Caldo record a Bologna, arriva la terza ondata africana

BolognaToday

Redazione 13 luglio 2026 19:16

Caldo recorda a Bologna _ Foto LaPresse

Bologna si prepara ad affrontare la terza ondata di calore dell'estate 2026. Da martedì 14 luglio il termometro potrà raggiungere i 38 gradi, con afa intensa e temperature elevate anche durante la notte. Secondo le previsioni, il picco del caldo interesserà il capoluogo e gran parte della Città metropolitana almeno per i prossimi sette giorni, con condizioni di forte disagio soprattutto per anziani, bambini e persone fragili. L'ondata di calore interesserà Bologna, Casalecchio di Reno, Castel Maggiore, San Lazzaro di Savena e numerosi comuni della pianura bolognese.

Bologna verso il bollino rosso

Dopo i giorni di bollino arancione, Bologna è destinata a entrare tra le città italiane con il massimo livello di allerta per il caldo. L'ondata africana porterà valori molto elevati non solo durante il giorno, ma anche nelle ore notturne, quando le temperature faticheranno a scendere, aumentando il rischio di stress termico soprattutto nei centri urbani. A livello nazionale il Ministero della Salute prevede un progressivo aumento delle città da bollino rosso, mentre il picco dell'ondata è atteso tra mercoledì e venerdì.
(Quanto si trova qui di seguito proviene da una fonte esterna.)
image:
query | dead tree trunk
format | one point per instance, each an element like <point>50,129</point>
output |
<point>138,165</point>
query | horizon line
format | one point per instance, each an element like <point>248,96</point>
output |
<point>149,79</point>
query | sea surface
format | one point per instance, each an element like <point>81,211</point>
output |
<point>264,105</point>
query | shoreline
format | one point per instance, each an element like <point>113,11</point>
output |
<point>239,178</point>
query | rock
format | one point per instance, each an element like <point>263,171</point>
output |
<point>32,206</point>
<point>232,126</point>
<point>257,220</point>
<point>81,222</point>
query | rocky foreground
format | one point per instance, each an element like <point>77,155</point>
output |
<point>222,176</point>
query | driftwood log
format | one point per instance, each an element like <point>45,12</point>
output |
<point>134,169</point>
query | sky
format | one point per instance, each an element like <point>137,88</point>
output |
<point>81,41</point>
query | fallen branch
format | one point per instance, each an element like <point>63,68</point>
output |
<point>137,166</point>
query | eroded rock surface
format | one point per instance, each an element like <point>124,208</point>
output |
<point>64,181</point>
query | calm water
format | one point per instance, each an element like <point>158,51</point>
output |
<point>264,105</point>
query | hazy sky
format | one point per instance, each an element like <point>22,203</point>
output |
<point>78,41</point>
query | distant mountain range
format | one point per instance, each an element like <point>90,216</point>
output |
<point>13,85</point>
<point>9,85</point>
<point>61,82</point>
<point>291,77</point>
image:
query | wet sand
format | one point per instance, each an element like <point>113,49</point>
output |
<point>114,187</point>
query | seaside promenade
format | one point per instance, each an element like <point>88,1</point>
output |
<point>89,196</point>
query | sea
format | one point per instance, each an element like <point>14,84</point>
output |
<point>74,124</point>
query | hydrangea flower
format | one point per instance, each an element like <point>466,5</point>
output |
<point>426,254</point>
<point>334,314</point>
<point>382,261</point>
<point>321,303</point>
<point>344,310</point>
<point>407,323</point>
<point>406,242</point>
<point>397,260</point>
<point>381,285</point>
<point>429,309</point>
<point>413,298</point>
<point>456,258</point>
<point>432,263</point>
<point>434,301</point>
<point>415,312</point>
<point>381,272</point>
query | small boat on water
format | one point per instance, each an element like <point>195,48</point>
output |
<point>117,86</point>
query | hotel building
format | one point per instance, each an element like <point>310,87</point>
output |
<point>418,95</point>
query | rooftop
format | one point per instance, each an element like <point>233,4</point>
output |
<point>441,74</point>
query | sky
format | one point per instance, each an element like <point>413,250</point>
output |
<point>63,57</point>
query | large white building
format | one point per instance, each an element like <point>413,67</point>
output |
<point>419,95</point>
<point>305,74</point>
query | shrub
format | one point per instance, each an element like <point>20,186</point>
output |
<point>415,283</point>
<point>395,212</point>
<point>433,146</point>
L'Ausl: attivi gli ambulatori Aft

Per fronteggiare l'emergenza caldo, l'Azienda Usl di Bologna ricorda che in tutto il territorio metropolitano sono operativi gli Ambulatori funzionali territoriali (Aft) di medicina generale. Le strutture sono aperte dalle 8 alle 20 e possono offrire visite, prescrizioni e assistenza sanitaria esattamente come il medico di famiglia, rappresentando un punto di riferimento soprattutto per anziani, pazienti cronici e cittadini che necessitano di cure durante l'ondata di calore. L'Ausl invita inoltre a evitare di uscire nelle ore più calde, bere frequentemente anche in assenza di sete, privilegiare pasti leggeri, mantenere gli ambienti freschi e ventilati e controllare quotidianamente le persone più fragili.

Esplode la protesta: "I nidi sono forni"

L'arrivo della nuova ondata di caldo ha riacceso anche le polemiche sulle scuole dell'infanzia e sui nidi comunali. Durante il Consiglio comunale di Bologna, genitori, educatrici e lavoratori hanno interrotto la seduta con cartelli e striscioni per denunciare le temperature elevate all'interno delle strutture. "Nidi e scuole non sono forni", "La salute dei bambini non è un optional" e "Rinfrescatevi le idee e raffrescate le scuole" sono alcuni degli slogan esposti durante la protesta. Tra le richieste figurano l'installazione di impianti di climatizzazione, nuovi punti acqua nei cortili e interventi strutturali per rendere gli edifici scolastici più resistenti alle ondate di calore.

La protesta ha riaperto il confronto politico sugli investimenti destinati al raffrescamento delle scuole. Sindacati e comitati chiedono di aumentare gli stanziamenti previsti nel bilancio comunale, giudicando insufficienti le risorse attualmente programmate. Dall'opposizione è arrivata la richiesta di utilizzare parte dell'avanzo di bilancio e del fondo per l'adattamento climatico per accelerare gli interventi già durante l'estate. Nel frattempo il Comune ha annunciato un confronto con le organizzazioni sindacali e i rappresentanti delle famiglie per valutare possibili soluzioni.

Un'estate sempre più estrema

L'ondata di calore che investirà Bologna si inserisce in un quadro nazionale caratterizzato da temperature eccezionali. Nei prossimi giorni molte città italiane saranno interessate dal bollino rosso del Ministero della Salute, mentre in Sardegna sono attesi picchi fino a 45 gradi nelle aree interne. Per Bologna, invece, la settimana si preannuncia con massime fino a 38 gradi, elevata umidità e notti tropicali, condizioni che renderanno particolarmente difficile il recupero fisiologico dell'organismo e aumenteranno il rischio di colpi di calore soprattutto per le persone più vulnerabili.